All of tb148's Comments + Replies

tb148
10

If I recall correctly, in contexts where variables are italicized by default, non-variables are roman instead.

2gjm
Yes, that sounds much more normal to me. Though in the particular case here, something else seems off: when you write f(x) you would normally italicize both the "f" and the "x", as you can see in the rendering in this very paragraph. I can't think of any situation in actual mathematical writing where you would italicize one and not the other in order to make some distinction between function-names and variable names. For that matter, I'm not wild about making a distinction between "variables" and "functions". If you write f(x) and also sin(x) then it would be normal for "f" and "x" to be italicized and not "sin". I was going to say that the reason is that f and x are in fact both variables, and it just happens that one of them takes values that are functions, whereas sin is a fixed function and you'll never see anything like "let sin = 3" or "let sin = cos" -- but actually that isn't quite right either, because named mathematical constants like e are usually italicized. I think the actual distinction is that single-letter names-of-things get italicized and multiple-letter ones usually don't.
tb148
20

This post reminds me of another estimate.

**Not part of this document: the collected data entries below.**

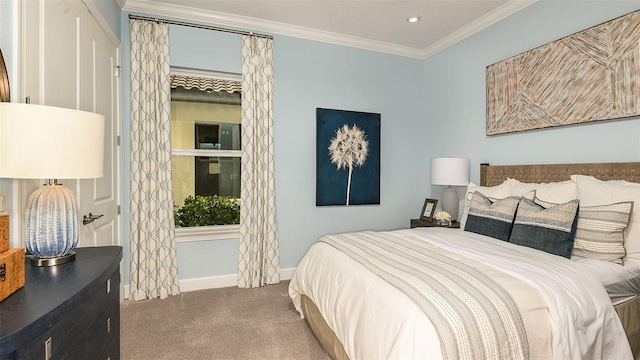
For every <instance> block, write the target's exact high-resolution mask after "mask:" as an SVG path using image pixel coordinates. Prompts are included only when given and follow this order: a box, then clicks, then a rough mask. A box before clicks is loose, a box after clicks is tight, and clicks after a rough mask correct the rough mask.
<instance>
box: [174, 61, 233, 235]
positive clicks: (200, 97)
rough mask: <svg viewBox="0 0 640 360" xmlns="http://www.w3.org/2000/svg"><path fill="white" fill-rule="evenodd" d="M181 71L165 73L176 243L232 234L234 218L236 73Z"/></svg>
mask: <svg viewBox="0 0 640 360" xmlns="http://www.w3.org/2000/svg"><path fill="white" fill-rule="evenodd" d="M184 73H185V70H176V69H172V77H171V87H172V89H171V146H172V153H171V155H172V156H171V166H172V170H171V171H172V183H173V201H174V214H175V221H176V237H177V240H178V241H193V240H211V239H220V238H232V237H236V236H237V233H238V228H239V225H238V224H239V219H240V170H241V161H240V156H241V152H240V150H241V134H242V133H241V131H242V129H241V125H240V123H241V110H240V99H241V93H240V75H232V76H229V74H218V73H209V72H203V71H202V72H201V71H193V70H190V71H188V72H187V74H186V75H185V74H184ZM220 77H222V79H220ZM229 91H231V92H229Z"/></svg>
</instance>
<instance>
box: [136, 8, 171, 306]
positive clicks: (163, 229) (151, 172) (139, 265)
mask: <svg viewBox="0 0 640 360" xmlns="http://www.w3.org/2000/svg"><path fill="white" fill-rule="evenodd" d="M130 27H131V33H130V36H131V259H130V262H131V273H130V293H131V300H143V299H154V298H160V299H164V298H166V297H167V296H169V295H175V294H179V293H180V289H179V283H178V267H177V259H176V243H175V224H174V219H173V195H172V188H171V137H170V131H171V123H170V114H171V107H170V106H171V87H170V80H169V71H170V68H169V25H167V24H163V23H156V22H151V21H144V20H130Z"/></svg>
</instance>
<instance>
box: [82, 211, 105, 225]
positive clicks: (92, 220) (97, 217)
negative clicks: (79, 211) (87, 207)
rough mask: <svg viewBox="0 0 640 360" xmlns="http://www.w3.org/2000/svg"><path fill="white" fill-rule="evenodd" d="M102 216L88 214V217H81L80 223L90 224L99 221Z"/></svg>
mask: <svg viewBox="0 0 640 360" xmlns="http://www.w3.org/2000/svg"><path fill="white" fill-rule="evenodd" d="M102 216H103V215H102V214H101V215H93V214H92V213H89V215H84V216H83V217H82V223H83V224H84V225H87V224H91V223H92V222H94V221H95V220H96V219H100V218H101V217H102Z"/></svg>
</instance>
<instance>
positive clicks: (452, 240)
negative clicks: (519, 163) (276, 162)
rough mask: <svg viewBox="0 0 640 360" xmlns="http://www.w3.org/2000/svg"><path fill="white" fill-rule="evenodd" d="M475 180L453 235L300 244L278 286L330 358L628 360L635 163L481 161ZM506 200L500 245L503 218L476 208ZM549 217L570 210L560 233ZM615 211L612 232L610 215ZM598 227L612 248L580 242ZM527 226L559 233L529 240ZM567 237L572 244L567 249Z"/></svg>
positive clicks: (423, 235) (323, 237)
mask: <svg viewBox="0 0 640 360" xmlns="http://www.w3.org/2000/svg"><path fill="white" fill-rule="evenodd" d="M480 175H481V176H480V177H481V179H480V184H479V185H475V184H470V185H469V187H468V188H467V193H466V194H465V197H464V200H463V201H464V211H463V215H462V218H461V223H462V224H461V229H449V228H437V227H435V228H416V229H407V230H396V231H389V232H367V231H365V232H357V233H350V234H336V235H330V236H326V237H323V238H321V239H320V240H319V241H318V242H317V243H316V244H314V245H313V246H312V247H311V248H310V250H309V252H308V253H307V254H306V255H305V257H304V258H303V259H302V261H301V262H300V264H299V266H298V267H297V269H296V271H295V273H294V275H293V277H292V280H291V283H290V286H289V294H290V296H291V298H292V301H293V303H294V306H295V307H296V309H297V310H298V311H299V312H300V314H301V316H302V317H303V318H304V319H306V321H307V322H308V323H309V325H310V327H311V329H312V330H313V332H314V333H315V334H316V337H317V338H318V339H319V341H320V342H321V343H322V345H323V347H324V348H325V350H326V351H327V352H328V353H329V355H330V356H331V357H332V358H334V359H348V358H353V359H361V358H532V359H535V358H538V359H549V358H556V359H564V358H594V359H596V358H616V359H626V358H635V359H639V358H640V296H638V295H639V294H640V214H639V213H640V208H637V209H635V211H634V209H633V205H634V204H635V203H638V204H639V206H640V187H638V184H635V183H640V163H588V164H554V165H516V166H490V165H488V164H483V165H481V170H480ZM567 189H569V190H567ZM572 192H573V193H572ZM514 198H517V199H519V200H513V199H514ZM575 199H578V200H577V201H576V200H575ZM482 201H486V204H490V205H488V206H489V207H488V208H483V206H485V205H486V204H485V203H482ZM514 201H515V203H516V205H515V206H516V208H517V209H518V212H519V213H518V214H517V215H513V216H514V218H512V220H511V225H510V226H511V227H510V229H509V231H510V234H509V235H508V238H507V239H508V240H513V241H514V243H511V242H510V241H504V240H505V239H499V237H500V236H501V234H503V233H504V231H503V230H504V229H503V228H502V227H501V226H503V225H504V221H502V222H496V221H494V220H495V219H490V220H491V221H493V222H490V223H489V222H484V221H485V220H486V219H485V218H483V216H489V217H492V216H494V217H495V216H498V217H500V216H503V215H504V214H502V213H501V211H502V210H504V209H512V207H513V203H514ZM565 201H566V202H565ZM576 203H577V204H579V206H578V205H577V204H576ZM497 205H500V208H499V209H500V211H497V210H496V209H497V208H496V207H492V206H497ZM527 206H529V207H530V208H531V209H533V210H531V211H533V215H530V214H529V213H527V211H528V208H527ZM536 206H537V207H540V208H542V209H543V211H542V212H541V213H540V214H544V215H540V216H541V217H543V219H542V220H540V219H537V218H536V216H538V213H535V211H537V210H536V209H537V208H536ZM483 209H484V210H486V211H484V210H483ZM581 209H582V212H581V211H580V210H581ZM483 211H484V212H483ZM509 211H510V210H509ZM509 211H507V210H505V214H508V213H509ZM514 211H515V210H514ZM554 211H555V212H554ZM571 211H573V214H574V218H571V217H567V216H568V215H567V214H569V213H571ZM495 213H498V214H499V215H496V214H495ZM487 214H489V215H487ZM527 214H529V215H530V218H529V217H527V216H526V215H527ZM550 214H553V216H554V217H553V219H552V220H554V224H555V222H558V223H560V222H561V221H560V220H557V219H564V218H563V216H564V217H566V218H567V219H565V220H566V221H564V223H563V224H565V225H567V224H568V225H567V226H568V227H567V226H565V227H566V229H565V231H564V232H562V231H560V230H558V229H559V228H558V229H556V228H554V229H552V231H551V230H549V229H548V228H545V226H547V225H540V224H543V223H544V224H547V223H549V221H548V220H549V219H548V218H546V219H545V218H544V217H548V216H552V215H550ZM602 214H605V216H603V215H602ZM625 214H626V216H627V220H626V221H627V223H625V224H618V223H616V226H617V228H616V229H611V228H610V227H611V226H610V225H611V223H612V222H615V221H613V220H611V221H610V219H609V217H610V215H611V216H612V217H613V216H615V218H616V219H624V216H625ZM565 215H567V216H565ZM504 216H506V215H504ZM589 216H591V217H592V219H589ZM531 219H533V220H531ZM602 219H606V221H604V220H602ZM502 220H504V219H502ZM538 220H540V222H538V223H535V226H532V225H531V224H530V223H527V221H534V222H535V221H538ZM556 220H557V221H556ZM570 220H571V221H573V223H571V221H570ZM601 220H602V221H604V225H603V224H602V223H600V221H601ZM616 221H617V220H616ZM618 222H620V221H618ZM478 224H480V226H478ZM483 224H491V226H484V225H483ZM495 224H499V225H500V226H497V225H496V226H494V225H495ZM525 225H526V226H525ZM554 226H555V225H554ZM465 227H466V230H467V231H465ZM603 227H604V228H606V230H607V231H611V232H612V233H615V236H616V240H615V241H614V243H616V245H615V246H614V245H610V244H608V243H607V245H606V246H604V247H602V246H601V245H602V244H600V243H599V241H600V240H601V239H600V238H599V237H598V236H596V237H595V238H591V237H590V236H591V235H592V233H598V234H599V232H600V231H603V230H602V228H603ZM531 228H533V229H535V230H536V231H543V232H544V233H545V234H546V233H548V232H550V233H551V234H553V236H557V238H558V239H559V240H562V241H559V242H558V243H554V244H553V245H554V246H552V247H551V248H546V246H547V244H543V245H541V246H543V247H542V248H538V246H539V244H538V243H537V242H533V243H530V242H529V238H533V237H536V236H527V234H531V233H530V232H527V231H529V230H530V229H531ZM474 229H475V230H477V232H476V231H474ZM487 229H489V230H487ZM523 229H525V230H527V231H524V230H523ZM540 229H541V230H540ZM534 234H540V233H535V232H534ZM566 234H570V235H569V236H570V237H571V241H574V240H573V237H575V238H576V239H575V241H574V242H575V244H576V245H575V246H574V248H575V250H574V249H569V252H570V254H569V255H568V254H567V253H566V251H567V246H565V245H566V240H567V239H566V238H565V237H566ZM516 235H517V236H516ZM600 235H602V234H599V236H600ZM578 239H579V240H578ZM620 239H621V240H620ZM518 241H522V243H518ZM554 241H555V240H554ZM607 241H609V240H608V239H607ZM618 242H619V243H618ZM563 244H564V245H563ZM523 245H524V246H523ZM556 245H558V246H556ZM594 249H595V250H594ZM555 251H559V252H560V253H556V252H555ZM580 251H582V252H580ZM620 251H622V253H620ZM383 252H384V255H385V257H384V258H382V257H380V258H379V257H378V256H381V254H382V253H383ZM576 254H578V255H580V256H578V255H576ZM569 258H571V259H569ZM444 273H451V274H453V275H452V276H451V278H455V279H453V280H452V279H450V278H449V276H447V277H445V276H444V275H443V274H444ZM487 279H489V280H487Z"/></svg>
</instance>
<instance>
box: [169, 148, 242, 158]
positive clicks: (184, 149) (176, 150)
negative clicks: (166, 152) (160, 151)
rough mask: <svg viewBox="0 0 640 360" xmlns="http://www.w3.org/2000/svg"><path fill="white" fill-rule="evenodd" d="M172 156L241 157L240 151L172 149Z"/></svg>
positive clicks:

Using the same mistake as a starting point it can be phrased like: "It's a p chance which I did n times, so it should be np if np<<1." This is because (1-p)^n = 1 - np + n(n-1)/2 p^2 - ..., and since np<<1 this is approximately 1-np.

However, I find this linearity more useful when combining small changes: a 1% increase followed by a 2% increase is approximately a 3% increase, since (1+p)(1+q)=1+p+q+pq and pq can be ignored in an approximation.